About a year after his sister Sammy’s death, Alan learned that he also has the BRCA2 gene mutation that runs in his family. His girlfriend, who is a two-time cancer survivor, took him to meet her doctor so he could ask questions and learn more about BRCA2. Everything in the office was pink. The questionnaire he filled out was for a woman, with questions about when he had his first period. The doctor validated the fact that many people don’t consider their father’s family history, despite the fact that half of all BRCA1 and BRCA2 gene mutations are equally likely to come from the father’s side of the family. Neither of Alan’s parents have undergone testing, so at this time, it is uncertain which side of the family the mutation comes from.
Alan now does regular screening for male breast cancer and other cancers associated with mutations in the BRCA2 gene. He feels grateful to know this information and hopes that more of his relatives will learn their genetic status. Alan explains, “I felt very empowered by learning this information and I want others to have the same option.” As a director and producer, he created a film about hereditary breast cancer and how it affects men, women and their loved ones. You can watch the Pink and Blue trailer here and look for a movie screening near you.
As Alan’s story highlights, family history and genetic testing are relevant and informative for men as well as women.
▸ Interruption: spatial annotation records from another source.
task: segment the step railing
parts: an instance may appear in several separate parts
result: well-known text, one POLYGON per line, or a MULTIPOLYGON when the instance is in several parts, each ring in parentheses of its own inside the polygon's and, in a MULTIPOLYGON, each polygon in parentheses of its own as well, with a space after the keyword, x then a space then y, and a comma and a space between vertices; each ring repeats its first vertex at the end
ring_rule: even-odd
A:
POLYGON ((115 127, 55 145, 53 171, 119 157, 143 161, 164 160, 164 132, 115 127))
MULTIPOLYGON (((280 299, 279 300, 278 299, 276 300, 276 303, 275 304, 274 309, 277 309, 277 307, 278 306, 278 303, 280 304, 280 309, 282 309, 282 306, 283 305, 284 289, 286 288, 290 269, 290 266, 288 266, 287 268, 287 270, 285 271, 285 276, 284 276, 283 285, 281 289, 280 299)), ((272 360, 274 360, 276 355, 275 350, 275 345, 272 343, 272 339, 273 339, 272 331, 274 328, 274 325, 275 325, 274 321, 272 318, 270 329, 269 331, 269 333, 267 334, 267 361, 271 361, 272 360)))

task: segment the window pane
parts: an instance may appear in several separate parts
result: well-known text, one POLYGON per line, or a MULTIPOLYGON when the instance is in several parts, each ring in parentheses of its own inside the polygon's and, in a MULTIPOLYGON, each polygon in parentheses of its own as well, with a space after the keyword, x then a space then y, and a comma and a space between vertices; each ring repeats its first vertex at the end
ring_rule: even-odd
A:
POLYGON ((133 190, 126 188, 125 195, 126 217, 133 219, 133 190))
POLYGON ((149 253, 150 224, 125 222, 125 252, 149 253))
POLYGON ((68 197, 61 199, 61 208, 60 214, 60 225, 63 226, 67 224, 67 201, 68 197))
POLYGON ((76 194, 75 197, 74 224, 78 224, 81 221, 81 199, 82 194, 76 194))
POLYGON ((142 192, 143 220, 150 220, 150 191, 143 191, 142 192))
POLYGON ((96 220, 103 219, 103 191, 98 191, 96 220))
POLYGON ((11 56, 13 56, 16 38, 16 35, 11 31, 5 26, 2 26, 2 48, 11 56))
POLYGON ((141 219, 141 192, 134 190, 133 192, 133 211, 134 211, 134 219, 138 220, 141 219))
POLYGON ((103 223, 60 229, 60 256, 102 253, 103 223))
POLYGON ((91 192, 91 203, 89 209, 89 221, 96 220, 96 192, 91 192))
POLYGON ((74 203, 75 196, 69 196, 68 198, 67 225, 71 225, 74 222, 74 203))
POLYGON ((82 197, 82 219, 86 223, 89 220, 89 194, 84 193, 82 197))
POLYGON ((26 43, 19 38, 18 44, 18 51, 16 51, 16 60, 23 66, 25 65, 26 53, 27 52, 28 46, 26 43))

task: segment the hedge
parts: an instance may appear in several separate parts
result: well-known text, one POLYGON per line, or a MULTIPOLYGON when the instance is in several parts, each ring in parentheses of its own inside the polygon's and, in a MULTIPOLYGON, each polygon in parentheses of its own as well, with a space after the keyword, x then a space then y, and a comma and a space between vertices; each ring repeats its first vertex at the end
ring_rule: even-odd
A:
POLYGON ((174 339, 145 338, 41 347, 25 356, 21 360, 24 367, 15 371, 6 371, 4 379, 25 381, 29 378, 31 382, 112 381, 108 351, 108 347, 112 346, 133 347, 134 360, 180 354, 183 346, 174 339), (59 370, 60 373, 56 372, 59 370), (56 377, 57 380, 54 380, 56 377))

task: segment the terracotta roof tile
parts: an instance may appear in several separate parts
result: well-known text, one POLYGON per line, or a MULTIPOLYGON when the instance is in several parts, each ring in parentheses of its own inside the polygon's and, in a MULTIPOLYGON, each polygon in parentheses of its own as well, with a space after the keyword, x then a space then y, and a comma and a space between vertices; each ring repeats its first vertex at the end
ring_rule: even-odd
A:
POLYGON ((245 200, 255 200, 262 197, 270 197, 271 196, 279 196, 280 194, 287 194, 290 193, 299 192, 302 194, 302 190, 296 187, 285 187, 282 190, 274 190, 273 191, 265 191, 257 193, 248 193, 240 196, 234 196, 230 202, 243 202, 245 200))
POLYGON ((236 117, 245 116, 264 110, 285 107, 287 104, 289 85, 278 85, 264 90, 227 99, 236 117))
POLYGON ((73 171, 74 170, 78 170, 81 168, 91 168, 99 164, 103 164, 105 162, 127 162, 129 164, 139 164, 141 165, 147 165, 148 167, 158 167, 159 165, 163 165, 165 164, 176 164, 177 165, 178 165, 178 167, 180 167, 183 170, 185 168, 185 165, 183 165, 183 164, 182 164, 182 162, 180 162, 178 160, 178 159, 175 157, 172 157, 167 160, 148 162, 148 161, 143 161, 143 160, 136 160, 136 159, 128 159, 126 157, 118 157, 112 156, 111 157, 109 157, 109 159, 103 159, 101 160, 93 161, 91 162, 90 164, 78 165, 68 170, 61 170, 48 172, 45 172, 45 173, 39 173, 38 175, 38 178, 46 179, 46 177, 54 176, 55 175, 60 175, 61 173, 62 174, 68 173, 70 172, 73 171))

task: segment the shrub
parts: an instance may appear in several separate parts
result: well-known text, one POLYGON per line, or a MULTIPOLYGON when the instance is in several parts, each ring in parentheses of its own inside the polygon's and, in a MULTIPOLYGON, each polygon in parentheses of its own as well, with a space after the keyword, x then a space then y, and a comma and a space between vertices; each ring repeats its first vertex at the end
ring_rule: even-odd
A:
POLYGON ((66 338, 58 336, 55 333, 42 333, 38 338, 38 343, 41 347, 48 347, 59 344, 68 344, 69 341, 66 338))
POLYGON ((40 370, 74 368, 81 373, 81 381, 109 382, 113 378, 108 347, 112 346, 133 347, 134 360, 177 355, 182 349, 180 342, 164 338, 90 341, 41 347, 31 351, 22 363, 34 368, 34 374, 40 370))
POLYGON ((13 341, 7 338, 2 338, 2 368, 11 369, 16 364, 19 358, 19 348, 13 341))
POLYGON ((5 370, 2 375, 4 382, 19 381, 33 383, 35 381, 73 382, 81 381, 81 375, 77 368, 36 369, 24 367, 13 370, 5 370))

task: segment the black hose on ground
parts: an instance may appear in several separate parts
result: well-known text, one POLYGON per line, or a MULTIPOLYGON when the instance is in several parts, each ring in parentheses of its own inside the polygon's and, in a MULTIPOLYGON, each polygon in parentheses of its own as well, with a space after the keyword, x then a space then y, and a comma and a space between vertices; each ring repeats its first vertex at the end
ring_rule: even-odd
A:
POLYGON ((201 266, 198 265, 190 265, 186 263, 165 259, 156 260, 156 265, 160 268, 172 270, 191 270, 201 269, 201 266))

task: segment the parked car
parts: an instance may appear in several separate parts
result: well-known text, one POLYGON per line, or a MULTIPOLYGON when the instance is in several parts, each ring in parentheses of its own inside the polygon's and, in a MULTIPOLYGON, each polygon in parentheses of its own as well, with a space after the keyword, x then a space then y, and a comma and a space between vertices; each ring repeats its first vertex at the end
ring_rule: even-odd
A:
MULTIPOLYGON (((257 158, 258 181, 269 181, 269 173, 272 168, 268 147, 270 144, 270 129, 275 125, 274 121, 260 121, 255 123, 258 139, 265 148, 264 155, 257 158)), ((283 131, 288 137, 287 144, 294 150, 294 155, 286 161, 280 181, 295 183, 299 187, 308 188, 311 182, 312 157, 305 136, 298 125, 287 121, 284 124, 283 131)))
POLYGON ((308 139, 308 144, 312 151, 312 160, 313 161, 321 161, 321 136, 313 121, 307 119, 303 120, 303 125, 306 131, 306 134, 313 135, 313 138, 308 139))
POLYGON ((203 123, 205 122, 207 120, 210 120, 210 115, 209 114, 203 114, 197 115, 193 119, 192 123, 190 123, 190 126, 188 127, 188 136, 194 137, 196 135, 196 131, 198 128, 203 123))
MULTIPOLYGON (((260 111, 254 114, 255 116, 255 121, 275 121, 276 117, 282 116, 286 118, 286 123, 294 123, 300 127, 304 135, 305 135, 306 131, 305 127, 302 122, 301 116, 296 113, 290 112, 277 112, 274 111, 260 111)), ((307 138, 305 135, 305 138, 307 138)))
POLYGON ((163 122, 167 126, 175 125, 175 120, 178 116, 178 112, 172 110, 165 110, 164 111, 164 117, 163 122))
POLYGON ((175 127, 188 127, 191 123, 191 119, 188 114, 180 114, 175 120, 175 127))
Both are equally likely to have a mutation that increases risk for breast, ovarian and other types of cancer. When a man learns that he has a mutation that increases his risk for cancer, this information can help him as well as relatives who may want to learn if they have the same mutation. With genetic testing becoming more affordable and accessible, it is now possible for more individuals to learn empowering genetic information and work with their healthcare providers on a personalized plan based on this information.